The contract schedules are not the natural hunting ground for most lawyers. Rather, the attention of a lawyer is almost invariably fixed on the “front end” of the agreement.
This is the part of the contract that contains the agreed terms and conditions (you know, the “legalese”).
While provisions dealing with liability, indemnities and insurance are fundamental, and need to reflect an appropriate allocation of risk, a failure by either you or your lawyers to focus on the details in the contract schedules can be a wasted opportunity and end up costing you serious money.
Here’s an example how this may occur. While a service description ought to describe what the vendor is responsible for providing, vendors often include detailed assumptions upon which those obligations are dependent.
These often completely excuse the vendor from the obligation to perform, or require the customer to pay the vendor additional fees. Often, there is very little governance around such assumptions.
Most contracts lack even the basic concept that the vendor must tell the customer when it is being delayed by such assumptions not being performed.
The inclusion of assumptions is not, in itself, a problem. It is fair and reasonable that a vendor, particularly when working to a fixed fee, sets out the constraints upon which that fee is provided.
Recently, however, I reviewed a large managed infrastructure contract where the assumptions provided by the vendor were literally almost twice the length of the description of the services being provided.
When I asked the client whether they’d review them, the answer was no. As we worked through them, my client and I jointly came to the conclusion that some of the assumptions negated the very obligations that the vendor was being engaged to provide. A very much shortened list was included in the final contract. Buyer beware, indeed.
At a more complex level, examples abound of the risks that you and your advisers need to assess when contracting for IT projects or services.
For example, using ITIL to describe IT services has become commonplace. However ITIL provides no assistance in describing scope boundaries or handover points. Particularly in the modern era of “best sourcing”, where it is likely that multiple vendors will be responsible for managing different parts of an IT environment, accurately defining these scope boundaries and handover points is important.
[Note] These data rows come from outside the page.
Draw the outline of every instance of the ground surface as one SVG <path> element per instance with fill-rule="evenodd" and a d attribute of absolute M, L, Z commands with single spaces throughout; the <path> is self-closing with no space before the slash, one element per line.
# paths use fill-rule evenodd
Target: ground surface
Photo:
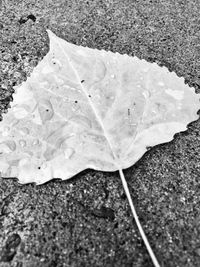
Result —
<path fill-rule="evenodd" d="M 0 1 L 1 3 L 1 1 Z M 200 2 L 3 0 L 0 106 L 48 51 L 46 28 L 75 44 L 137 55 L 200 88 Z M 161 266 L 200 266 L 200 122 L 125 175 Z M 134 266 L 151 260 L 117 173 L 42 186 L 0 178 L 0 267 Z"/>

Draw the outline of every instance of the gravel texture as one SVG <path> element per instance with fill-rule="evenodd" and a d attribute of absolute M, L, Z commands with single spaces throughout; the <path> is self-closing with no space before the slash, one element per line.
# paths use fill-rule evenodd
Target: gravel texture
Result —
<path fill-rule="evenodd" d="M 48 52 L 46 28 L 69 42 L 167 66 L 200 92 L 200 2 L 0 1 L 0 108 Z M 192 104 L 192 103 L 191 103 Z M 200 122 L 125 171 L 162 267 L 200 266 Z M 0 267 L 152 263 L 118 173 L 85 170 L 61 182 L 0 178 Z"/>

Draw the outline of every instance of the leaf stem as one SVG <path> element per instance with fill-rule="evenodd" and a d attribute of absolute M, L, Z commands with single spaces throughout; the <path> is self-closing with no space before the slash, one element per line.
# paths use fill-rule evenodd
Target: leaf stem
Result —
<path fill-rule="evenodd" d="M 155 266 L 155 267 L 160 267 L 160 264 L 158 263 L 158 261 L 157 261 L 157 259 L 156 259 L 156 256 L 155 256 L 155 254 L 153 253 L 153 250 L 152 250 L 152 248 L 151 248 L 151 246 L 150 246 L 150 244 L 149 244 L 149 241 L 148 241 L 148 239 L 147 239 L 147 237 L 146 237 L 146 235 L 145 235 L 145 233 L 144 233 L 144 230 L 143 230 L 143 228 L 142 228 L 142 225 L 140 224 L 140 221 L 139 221 L 139 218 L 138 218 L 138 216 L 137 216 L 135 207 L 134 207 L 134 205 L 133 205 L 133 201 L 132 201 L 132 198 L 131 198 L 131 195 L 130 195 L 130 191 L 129 191 L 129 189 L 128 189 L 128 185 L 127 185 L 127 182 L 126 182 L 126 179 L 125 179 L 125 177 L 124 177 L 124 173 L 123 173 L 122 169 L 119 169 L 119 174 L 120 174 L 120 178 L 121 178 L 121 181 L 122 181 L 122 185 L 123 185 L 123 187 L 124 187 L 124 191 L 125 191 L 125 193 L 126 193 L 126 196 L 127 196 L 128 202 L 129 202 L 129 205 L 130 205 L 130 207 L 131 207 L 131 211 L 132 211 L 132 213 L 133 213 L 133 217 L 134 217 L 135 222 L 136 222 L 136 224 L 137 224 L 138 230 L 139 230 L 139 232 L 140 232 L 140 234 L 141 234 L 141 236 L 142 236 L 142 239 L 143 239 L 143 241 L 144 241 L 144 244 L 145 244 L 145 246 L 146 246 L 146 248 L 147 248 L 147 251 L 148 251 L 148 253 L 149 253 L 150 257 L 151 257 L 151 260 L 152 260 L 154 266 Z"/>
The back end of the agreement is also the mechanism by which you can arm yourself with tools to help create a flexible and transparent contract, so as to manage the agreement through its life and the inevitable technology and business changes.
For instance, creating separable service bundles that avoid cross-subsidisation will assist with benchmarking and multi-sourcing. Including flexible service level mechanisms that allow you to adjust service level weightings and introduce new service levels during the term will help future-proof the agreement.
And while you and your advisers should focus on these strategic goals, sometimes even a failure to get the simple things right can have significant consequences. Accuracy in definitions, and clarity and consistency in language, can help avoid unnecessary disputes.
I was recently involved in a dispute in an IT contract. The issue depended on the placement of a comma and a mere five words of unclear text. The dispute was worth several million dollars.
If the rule of law is one of Australia’s natural assets, then it pays to leverage that in your dealings with IT vendors. Ensure the contract schedules don’t contain inappropriate limitations and exclusions of responsibility.
Use them as a mechanism to build for yourself a relevant, flexible, and transparent method of delivering your IT project or service, which reflects your business and technology priorities.
I can almost guarantee, if something goes wrong with your IT contract, you’ll probably be staring at the contract schedules rather than the front end legalese.